Sachin Tendulkar Create: History in “One-day International Cricket”



Having slipped to 103 for six in the fifteenth over, A. B. de Villiers made an unbeaten 114 but South Africa, who lost the first match of the three-game series by single run on Sunday, were dismissed for 248 in the 43rd over.

Is it possible that after 20 years in international cricket, Tendulkar, the darling of Mumbai and scorer of more than 30,000 runs for India, is just getting the hang of the game? Since entering his third decade at the top in November, Tendulkar has a batting average of more than 90 from 13 international matches.

His purple patch includes five Test hundreds in the past nine innings and 96 not out in a one-day match against Sri Lanka. The 36-year-old batsman also made 175 against Australia in early November, ten days before the twentieth anniversary of his India debut, but that is merely the third highest of his one-day hundreds. In 1999 he made 189 not out against New Zealand.

South Africa could have felt confident after four overs yesterday, having dismissed Virender Sehwag for nine. It was the first of two wickets for Wayne Parnell, but the 20-year-old fast bowler’s figures were ruined by Tendulkar, who took 46 off 24 of his balls, to leave him nursing a return of two for 95 in ten overs.

Tendulkar had nine fours in his first fifty, which came off 37 balls, and needed 53 more balls to get to 100, before taking advantage of the tiring bowlers’ waywardness.

He added 194 for the second wicket with Dinesh Karthik, who made 79, and 101 in nine overs with Dhoni, who reached 68 off 35 balls.

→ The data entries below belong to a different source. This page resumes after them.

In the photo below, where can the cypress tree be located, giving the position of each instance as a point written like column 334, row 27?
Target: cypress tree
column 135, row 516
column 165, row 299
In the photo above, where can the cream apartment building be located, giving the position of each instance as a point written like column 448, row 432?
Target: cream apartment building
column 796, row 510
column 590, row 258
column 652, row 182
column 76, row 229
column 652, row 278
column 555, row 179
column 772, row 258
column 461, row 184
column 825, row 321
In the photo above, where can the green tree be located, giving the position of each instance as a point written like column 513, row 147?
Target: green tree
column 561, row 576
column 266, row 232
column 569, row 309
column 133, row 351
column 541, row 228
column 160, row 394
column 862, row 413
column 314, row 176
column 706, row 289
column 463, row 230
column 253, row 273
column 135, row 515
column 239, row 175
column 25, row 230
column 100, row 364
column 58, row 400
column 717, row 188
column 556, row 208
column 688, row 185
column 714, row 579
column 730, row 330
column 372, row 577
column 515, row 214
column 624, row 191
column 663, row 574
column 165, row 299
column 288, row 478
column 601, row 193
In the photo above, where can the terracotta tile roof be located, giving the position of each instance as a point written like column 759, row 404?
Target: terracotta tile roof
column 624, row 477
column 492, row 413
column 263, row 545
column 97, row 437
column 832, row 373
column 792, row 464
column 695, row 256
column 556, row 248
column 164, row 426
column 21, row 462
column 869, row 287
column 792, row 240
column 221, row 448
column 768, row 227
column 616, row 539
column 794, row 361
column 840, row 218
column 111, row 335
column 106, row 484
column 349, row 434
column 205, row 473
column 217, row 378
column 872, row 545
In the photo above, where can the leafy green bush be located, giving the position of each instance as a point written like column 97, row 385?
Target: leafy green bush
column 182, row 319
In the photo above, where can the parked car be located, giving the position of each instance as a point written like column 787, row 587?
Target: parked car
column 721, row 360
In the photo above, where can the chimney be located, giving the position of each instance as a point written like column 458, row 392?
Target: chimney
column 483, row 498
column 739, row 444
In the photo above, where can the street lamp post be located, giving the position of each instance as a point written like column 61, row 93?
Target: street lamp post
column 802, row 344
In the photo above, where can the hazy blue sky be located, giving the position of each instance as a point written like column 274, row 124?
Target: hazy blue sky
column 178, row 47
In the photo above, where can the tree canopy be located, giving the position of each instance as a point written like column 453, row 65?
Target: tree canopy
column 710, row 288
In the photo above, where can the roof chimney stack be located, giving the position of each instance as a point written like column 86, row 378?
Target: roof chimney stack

By hitting two of the last three balls for four, Dhoni took India past 400, the ninth-highest total by any country. South Africa had made 438 batting second to beat Australia four years ago, but once the in-form Amla became the third wicket to fall in the first eight overs, the chase was never on.

Tendulkar, who dedicated his innings to “all the people of India who stood with me for the last 20 years” said that he only felt in with a chance of getting the record when he had reached 175 and realised there were still eight overs left. “I thought I was stroking the ball well,” he said. “The ball was coming nicely on to the bat. Every over a big shot was being played and was being played consistently.”

Tendulkar has 93 hundreds in international cricket and while Ricky Ponting, the Australia captain, is only eight behind his 47 Test centuries, the aggregate will surely never be caught. Reaching 100 international hundreds is a realistic goal for Tendulkar, as well as making a first Test triple-hundred — his best, somewhat surprisingly, is only 248 — and winning the World Cup for India next year.

That would not be enough for Sunil Gavaskar, the former India captain. “He should aim for more,” Gavaskar said. “Maybe a Test innings of 450 or an ODI knock of 250. There is a little boy in Tendulkar who wants to keep playing. That spirit keeps him going.”

While Tendulkar has set a benchmark in international cricket, his innings was only the tenth highest in List A cricket. Alistair Brown, the Nottinghamshire and Surrey batsman, leads the way with 268 against Glamorgan at the Oval in 2002 and also made 203 against Hampshire in 1997.